Debt With Duty: The Rise Of Governance Standard For HVDLEs
- IJLLR Journal
- Jul 26
- 1 min read
Himanshu, School of Law, Bennett University
ABSTRACT
High-value debt-listed entities have emerged as a distinct regulatory division under SEBI’s framework to govern and enhance corporate governance and investor protection. The recent amendments by the SEBI have made multiple corporate governance regulations mandatory for HVDLE therefore aligning debt market norms and regulations with that of equity market. This article examines and analyses the evolution of the HVDLE regime and the key amendments such as the sunset clause, increasing threshold, appointment of independent directors, and constitution of various committees, made by SEBI and assesses its implication on the debt issuer and debt investors.
This article also explores how these amendments aim to strengthen the debt market in India by improving its corporate governance norms, providing flexibility to board directors by providing them with certain rights, and mitigating the risk of insolvency. It also highlights the transitional changes that arise with the amendment which include compliance costs of the entity, the assumption by the regulatory body SEBI that debt entities function in the same way as equity entities and much more.
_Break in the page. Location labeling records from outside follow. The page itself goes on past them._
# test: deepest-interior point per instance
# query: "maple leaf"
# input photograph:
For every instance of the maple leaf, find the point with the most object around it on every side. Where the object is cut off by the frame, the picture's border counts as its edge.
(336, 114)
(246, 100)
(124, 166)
In conclusion, this article argues that while the regulatory changes brought in by SEBI may increase the burden for short-term entities in short term, these reforms are necessary to build an investor-friendly and sustainable debt market. A thoughtful implementation, consistent exchange of dialogues between issuers, and investors and periodic review of this regulation will be key to ensuring that handle reforms achieve their intended objective and not restrict legitimate debt-raising activities.